In [5], a new encoding technique called *the Beach Solution* was proposed. In this method, the address trace of software is profiled and possible correlation between different signals of the profiled trace is extracted. This information is subsequently used to define encoding functions that reduce the total switching activity. However, this method is only applicable to systems where the application programs are fixed and known a priori since the encoding technique needs exact knowledge of the address bus trace. The power savings is reported as 42%.

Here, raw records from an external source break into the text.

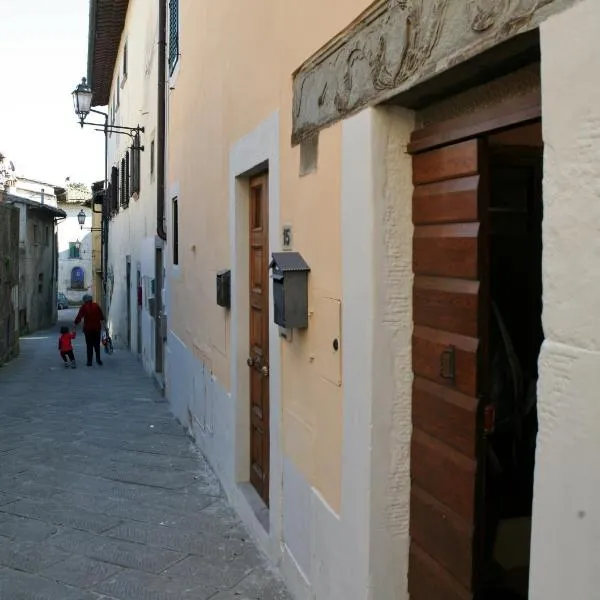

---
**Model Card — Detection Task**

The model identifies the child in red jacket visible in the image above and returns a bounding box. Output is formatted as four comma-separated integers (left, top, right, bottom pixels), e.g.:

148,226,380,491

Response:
58,325,77,369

In [6], Musoll et al. proposed an address bus encoding method that works based on the fact that, at any time during execution, a software program uses a limited number of working zones in the address space. Thus, instead of sending the address, its offset with regards to the previous reference in the same zone and the zone identifier are sent. One extra bit is required to notify the receiver whether this encoding is in effect or the address itself is being sent.

In [7], Ikeda et al. proposed using codebooks in the sender and the receiver. For every address, the code with the minimum Hamming distance to the address is found in the codebook. Subsequently, the selected code identifier and the Hamming distance are sent over the bus. The authors improved their method by using an adaptive codebook in [8]. Thus, the codes in the codebook are replaced on the fly. As the program execution proceeds, only the codes whose nearby addresses are accessed by the program, remain in the codebook.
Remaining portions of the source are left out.